Capture Management: Pre-Proposal Planning Often Neglected-Part 1
by Dr. Pat Dougherty, VP Strategic Planning & DOD, SSD

In my career, I’ve supported the preparation of several billions of dollars of aerospace proposals and have found common areas that are poorly executed or entirely neglected in the early stages of proposal writing. These proposal elements provide the foundation for the entire proposal and generally have a major impact on the probability of winning the effort. Over the next few newsletters, I will address each of these areas. 

Area 1 - Understanding Why You Will Win

The first area commonly neglected before writing a proposal is identifying and implementing a win strategy. Teams will often give lip service to this area and generate statements like “we will win because we offer the lowest price”. This approach is often used to quickly check the box for identifying the win theme and the team can move on to “more productive” work like writing. While this can be considered a start to the process, it’s not nearly enough.

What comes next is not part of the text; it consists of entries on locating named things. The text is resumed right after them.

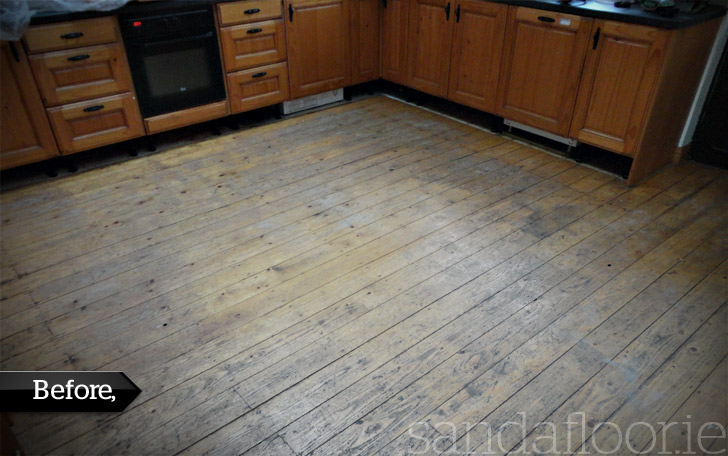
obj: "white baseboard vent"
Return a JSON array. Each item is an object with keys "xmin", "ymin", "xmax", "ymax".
[
  {"xmin": 503, "ymin": 119, "xmax": 579, "ymax": 147},
  {"xmin": 283, "ymin": 89, "xmax": 344, "ymax": 114}
]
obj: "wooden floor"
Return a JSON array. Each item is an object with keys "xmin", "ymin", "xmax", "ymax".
[{"xmin": 0, "ymin": 96, "xmax": 728, "ymax": 456}]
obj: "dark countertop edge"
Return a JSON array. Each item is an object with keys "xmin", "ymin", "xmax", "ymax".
[
  {"xmin": 488, "ymin": 0, "xmax": 726, "ymax": 29},
  {"xmin": 30, "ymin": 0, "xmax": 726, "ymax": 29}
]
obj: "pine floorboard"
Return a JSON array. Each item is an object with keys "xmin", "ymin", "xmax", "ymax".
[{"xmin": 0, "ymin": 96, "xmax": 728, "ymax": 455}]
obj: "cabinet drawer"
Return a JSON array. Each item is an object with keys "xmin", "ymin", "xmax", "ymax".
[
  {"xmin": 47, "ymin": 93, "xmax": 144, "ymax": 153},
  {"xmin": 23, "ymin": 17, "xmax": 121, "ymax": 54},
  {"xmin": 227, "ymin": 63, "xmax": 288, "ymax": 113},
  {"xmin": 30, "ymin": 44, "xmax": 131, "ymax": 106},
  {"xmin": 220, "ymin": 19, "xmax": 286, "ymax": 72},
  {"xmin": 217, "ymin": 0, "xmax": 281, "ymax": 25}
]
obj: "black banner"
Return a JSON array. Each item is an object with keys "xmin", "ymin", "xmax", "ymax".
[{"xmin": 0, "ymin": 371, "xmax": 142, "ymax": 412}]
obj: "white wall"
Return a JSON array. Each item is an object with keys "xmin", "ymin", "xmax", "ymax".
[{"xmin": 678, "ymin": 16, "xmax": 728, "ymax": 147}]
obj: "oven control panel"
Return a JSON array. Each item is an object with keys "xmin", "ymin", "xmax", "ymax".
[{"xmin": 121, "ymin": 10, "xmax": 215, "ymax": 39}]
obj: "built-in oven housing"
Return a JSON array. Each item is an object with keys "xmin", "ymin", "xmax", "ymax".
[{"xmin": 119, "ymin": 2, "xmax": 225, "ymax": 118}]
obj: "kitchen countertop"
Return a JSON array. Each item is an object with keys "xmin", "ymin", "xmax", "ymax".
[{"xmin": 31, "ymin": 0, "xmax": 726, "ymax": 29}]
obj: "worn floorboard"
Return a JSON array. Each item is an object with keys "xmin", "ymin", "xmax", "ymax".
[{"xmin": 0, "ymin": 97, "xmax": 728, "ymax": 456}]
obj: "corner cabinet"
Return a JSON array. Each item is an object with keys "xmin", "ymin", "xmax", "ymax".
[
  {"xmin": 407, "ymin": 0, "xmax": 455, "ymax": 97},
  {"xmin": 447, "ymin": 0, "xmax": 508, "ymax": 112},
  {"xmin": 495, "ymin": 7, "xmax": 592, "ymax": 136},
  {"xmin": 571, "ymin": 20, "xmax": 669, "ymax": 157},
  {"xmin": 381, "ymin": 0, "xmax": 409, "ymax": 84},
  {"xmin": 283, "ymin": 0, "xmax": 351, "ymax": 98},
  {"xmin": 217, "ymin": 0, "xmax": 289, "ymax": 114},
  {"xmin": 349, "ymin": 0, "xmax": 382, "ymax": 84},
  {"xmin": 0, "ymin": 41, "xmax": 58, "ymax": 169}
]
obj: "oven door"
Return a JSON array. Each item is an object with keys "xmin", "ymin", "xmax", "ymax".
[{"xmin": 127, "ymin": 31, "xmax": 225, "ymax": 118}]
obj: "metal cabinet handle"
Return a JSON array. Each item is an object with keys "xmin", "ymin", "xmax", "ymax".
[
  {"xmin": 66, "ymin": 54, "xmax": 91, "ymax": 62},
  {"xmin": 592, "ymin": 27, "xmax": 602, "ymax": 49},
  {"xmin": 8, "ymin": 41, "xmax": 20, "ymax": 62}
]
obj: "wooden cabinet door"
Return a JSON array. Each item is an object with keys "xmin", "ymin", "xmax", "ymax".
[
  {"xmin": 382, "ymin": 0, "xmax": 409, "ymax": 84},
  {"xmin": 448, "ymin": 0, "xmax": 508, "ymax": 112},
  {"xmin": 571, "ymin": 20, "xmax": 668, "ymax": 156},
  {"xmin": 350, "ymin": 0, "xmax": 381, "ymax": 84},
  {"xmin": 47, "ymin": 93, "xmax": 144, "ymax": 153},
  {"xmin": 0, "ymin": 41, "xmax": 58, "ymax": 169},
  {"xmin": 407, "ymin": 0, "xmax": 455, "ymax": 97},
  {"xmin": 30, "ymin": 43, "xmax": 132, "ymax": 106},
  {"xmin": 227, "ymin": 62, "xmax": 288, "ymax": 114},
  {"xmin": 496, "ymin": 7, "xmax": 592, "ymax": 136},
  {"xmin": 220, "ymin": 19, "xmax": 286, "ymax": 72},
  {"xmin": 284, "ymin": 0, "xmax": 351, "ymax": 98}
]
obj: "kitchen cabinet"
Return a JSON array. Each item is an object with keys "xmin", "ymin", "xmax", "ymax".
[
  {"xmin": 407, "ymin": 0, "xmax": 455, "ymax": 97},
  {"xmin": 571, "ymin": 20, "xmax": 669, "ymax": 157},
  {"xmin": 30, "ymin": 43, "xmax": 132, "ymax": 106},
  {"xmin": 23, "ymin": 16, "xmax": 119, "ymax": 54},
  {"xmin": 217, "ymin": 0, "xmax": 281, "ymax": 26},
  {"xmin": 407, "ymin": 0, "xmax": 508, "ymax": 104},
  {"xmin": 447, "ymin": 0, "xmax": 508, "ymax": 112},
  {"xmin": 48, "ymin": 93, "xmax": 144, "ymax": 153},
  {"xmin": 218, "ymin": 0, "xmax": 290, "ymax": 113},
  {"xmin": 0, "ymin": 41, "xmax": 58, "ymax": 169},
  {"xmin": 24, "ymin": 17, "xmax": 144, "ymax": 154},
  {"xmin": 571, "ymin": 18, "xmax": 721, "ymax": 185},
  {"xmin": 284, "ymin": 0, "xmax": 351, "ymax": 98},
  {"xmin": 349, "ymin": 0, "xmax": 381, "ymax": 84},
  {"xmin": 495, "ymin": 7, "xmax": 592, "ymax": 136},
  {"xmin": 381, "ymin": 0, "xmax": 409, "ymax": 84},
  {"xmin": 227, "ymin": 62, "xmax": 288, "ymax": 112},
  {"xmin": 220, "ymin": 19, "xmax": 286, "ymax": 72}
]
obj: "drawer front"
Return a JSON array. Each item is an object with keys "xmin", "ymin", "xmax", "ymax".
[
  {"xmin": 220, "ymin": 19, "xmax": 286, "ymax": 72},
  {"xmin": 227, "ymin": 63, "xmax": 288, "ymax": 113},
  {"xmin": 217, "ymin": 0, "xmax": 281, "ymax": 25},
  {"xmin": 30, "ymin": 44, "xmax": 131, "ymax": 106},
  {"xmin": 47, "ymin": 93, "xmax": 144, "ymax": 154},
  {"xmin": 23, "ymin": 17, "xmax": 121, "ymax": 54}
]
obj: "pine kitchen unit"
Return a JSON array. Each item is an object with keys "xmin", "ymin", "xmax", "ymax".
[
  {"xmin": 218, "ymin": 0, "xmax": 289, "ymax": 114},
  {"xmin": 1, "ymin": 0, "xmax": 725, "ymax": 185},
  {"xmin": 392, "ymin": 0, "xmax": 720, "ymax": 185},
  {"xmin": 23, "ymin": 17, "xmax": 144, "ymax": 154},
  {"xmin": 283, "ymin": 0, "xmax": 351, "ymax": 99}
]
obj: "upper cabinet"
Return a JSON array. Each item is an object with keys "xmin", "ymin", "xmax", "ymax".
[
  {"xmin": 407, "ymin": 0, "xmax": 455, "ymax": 97},
  {"xmin": 381, "ymin": 0, "xmax": 409, "ymax": 84},
  {"xmin": 447, "ymin": 0, "xmax": 508, "ymax": 112},
  {"xmin": 495, "ymin": 7, "xmax": 592, "ymax": 136},
  {"xmin": 0, "ymin": 41, "xmax": 58, "ymax": 169},
  {"xmin": 571, "ymin": 20, "xmax": 669, "ymax": 156},
  {"xmin": 349, "ymin": 0, "xmax": 381, "ymax": 84},
  {"xmin": 283, "ymin": 0, "xmax": 351, "ymax": 98}
]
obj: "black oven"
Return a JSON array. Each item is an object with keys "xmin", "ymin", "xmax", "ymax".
[{"xmin": 119, "ymin": 2, "xmax": 225, "ymax": 118}]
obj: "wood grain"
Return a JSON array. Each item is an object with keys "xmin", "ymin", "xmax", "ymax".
[{"xmin": 0, "ymin": 97, "xmax": 728, "ymax": 455}]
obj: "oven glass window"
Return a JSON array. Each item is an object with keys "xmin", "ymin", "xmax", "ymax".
[{"xmin": 144, "ymin": 47, "xmax": 212, "ymax": 98}]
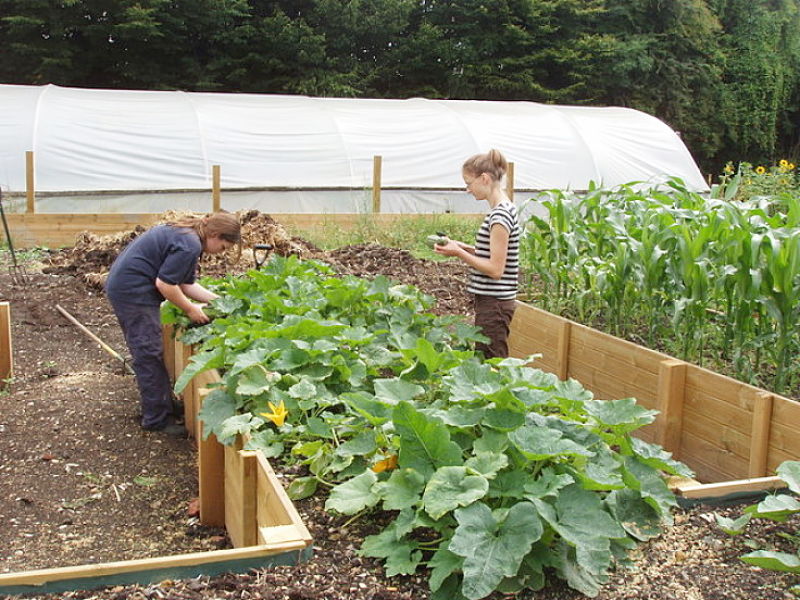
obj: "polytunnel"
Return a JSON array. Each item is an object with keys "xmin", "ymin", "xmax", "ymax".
[{"xmin": 0, "ymin": 85, "xmax": 708, "ymax": 213}]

The win themes need to be developed by the team so that you have the benefit of knowledge gained by key individuals who have been involved in all aspects of the business opportunity. As a minimum you need input from technical leads, business development staff, program managers and senior management. I’ve developed a brainstorming exercise that takes about 3 hours to conduct with your team to come up with the win themes and strategy. My process identifies sensitive issues and biases with your customer, technical challenges and discriminators. Also, the process often leads you to some valuable ghosting topic areas to put into your proposal.

The major benefit of going through a process like this with your team is that you get the knowledge and verifications of intelligence data from many people. Without intelligence data verification you may find your team writing to address a piece of information that was offered by a team participant, but which is later proven to be inaccurate. Following bad intelligence is an easy way to waste B&P funds and burn out your staff.

Additionally, the authors, who need to know why you will win, will have been a part of the process to define the themes and win strategy. Hopefully, the process of including all the key authors in the generation of the themes and strategy will make it easier for them to buy into the final product and incorporate them into the text that they write for the proposal.

Don’t be surprised when the themes and win strategy evolve somewhat in the early proposal writing stages. If you did the brainstorming session correctly, you should only be making minor adjustments to the wording for the themes and win strategy. After these items are relatively stable for a few days, print them on large format paper and attach them to the walls of the war room as a reminder to the authors. At this point try to be less willing to make any changes to the refined themes and win strategy.  

The 4 or 5 themes and single win strategy developed by the team and mounted on the wall provide guidance to your authors before they begin to write.  It will save your team many headaches of re-writing later to fit the themes in a limited space and allows the authors to weave the story into their text the first time. When your customer puts down your proposal you want them to remember those 4 or 5 themes and why they should give the contract to you (your win strategy).

Following this process early may make the difference between winning a contract and just delivering a losing proposal on time.